Hai, Maks! Apakah Emaks sekalian merupakan salah satu dari mereka yang menganggap bahwa kreativitas merupakan bakat dan hanya dianugerahkan hanya pada beberapa orang dan bukan pada diri Emaks? Kalau iya, coba pikirkan lagi. Saya adalah salah satu yang berpikir kalau kreativitas itu bisa dilatih dan dimunculkan. Dan karena kebiasaan buruk kitalah yang kadang membuat kreativitas itu mati.
Hal yang membuat beberapa orang nampak lebih kreatif daripada yang lain adalah bahwa mereka–yang nampaknya lebih kreatif itu–telah memelihara kreativitas mereka dengan baik. Bahkan sudah diteliti juga lo, Mak. Para ahli mengatakan bahwa kreativitas adalah keterampilan yang bisa dipelajari. Dan sebagaimana jenis keterampilan yang lain, kalau ingin mendapatkan hasil belajar yang baik, ya kita harus kerja keras dan tak pernah berhenti berusaha.
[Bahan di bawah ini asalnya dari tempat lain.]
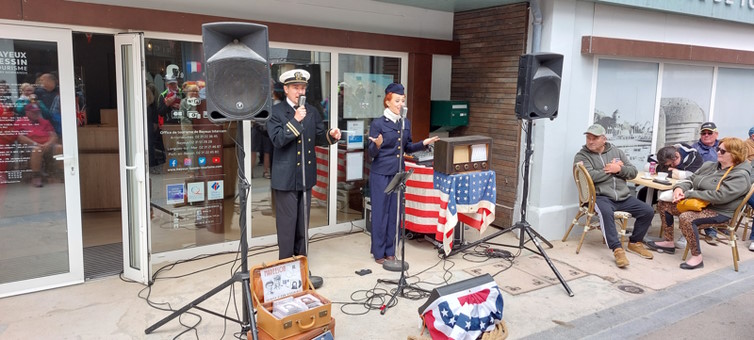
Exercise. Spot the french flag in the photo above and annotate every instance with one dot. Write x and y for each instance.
(193, 66)
(466, 314)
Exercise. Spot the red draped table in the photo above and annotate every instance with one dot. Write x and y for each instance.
(436, 202)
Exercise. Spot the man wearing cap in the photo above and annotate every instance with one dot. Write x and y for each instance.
(170, 99)
(295, 129)
(707, 148)
(610, 168)
(707, 143)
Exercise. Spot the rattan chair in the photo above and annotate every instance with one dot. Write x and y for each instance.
(731, 229)
(587, 201)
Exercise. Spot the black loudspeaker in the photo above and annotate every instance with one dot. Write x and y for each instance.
(538, 92)
(237, 71)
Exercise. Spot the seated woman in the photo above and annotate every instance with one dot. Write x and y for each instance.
(733, 174)
(39, 136)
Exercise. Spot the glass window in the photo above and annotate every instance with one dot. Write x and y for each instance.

Practice makes perfect, begitu pun soal kreativitas ini. Kalau kita nggak melatihnya setiap hari, ya percuma saja. Dan, seperti biasanya juga, ada kebiasaan buruk yang membuat kita menjadi pembunuh kreativitas kita sendiri, atau setidaknya menghambat diri kita untuk berpikir kreatif.
Yes, Emaks, sepertinya 5 hal berikut ini, yang sering kita lakukan setiap hari baik sadar ataupun enggak, bisa membunuh kreativitas kita sendiri. Jika Emaks masih saja melakukannya, atau merasakannya, sebaiknya mulai dikurangi sedikit demi sedikit sejak sekarang.
5 Kebiasaan buruk perusak kreativitas
1. Menilai diri sendiri terlalu cepat
Untuk menjadi kreatif, Emaks harus bisa membiarkan diri untuk dapat menghasilkan ide-ide dan berinovasi dengan bebas.
Tapi, seringkali kita justru menghambat diri kita sendiri dengan penilaian-penilaian yang terlalu cepat.
Misalnya nih, siapa hayo yang punya kebiasaan buruk sering nggak pede dengan ide sendiri? Mau menulis artikel, belum juga ditulis sudah mikir, “Ih, kok gini amat bahasannya ya? Kan udah banyak yang bahas. Bakalan ada yang baca nggak nih?”
Atau pengin nulis buat lomba, mikirnya, “Ih, tapi idenya kok gini doang? Duh.”
Begitulah, Maks. Kalau kita menilai ide-ide kita terlalu dini dalam berproses kreatif, kita pasti kemudian kurang keras berusaha, dan akhirnya hasilnya juga nggak akan maksimal.
Begitu juga sebaliknya, Maks. Kalau kita kepedean, itu juga nggak memberikan hasil yang baik. Misalnya nih, mau ikut lomba blogging, terus pede abis deh sama ide diri sendiri. Lalu meremehkan tulisan orang lain. Terus, pas kalah, baper deh. Hehehe.
So, harus bagaimana dong?
Ya, biarkan saja ide-ide mengalir apa adanya. Jangan dinilai dulu. Olah, dan proses ide tersebut hingga tereksekusi dengan baik.
Biarkan penilaian nanti datang pada akhir proses.
2. Malas bereksplorasi
Kadang saat sedang mengeksplorasi ide, kita malas menggali ide lebih dalam lagi.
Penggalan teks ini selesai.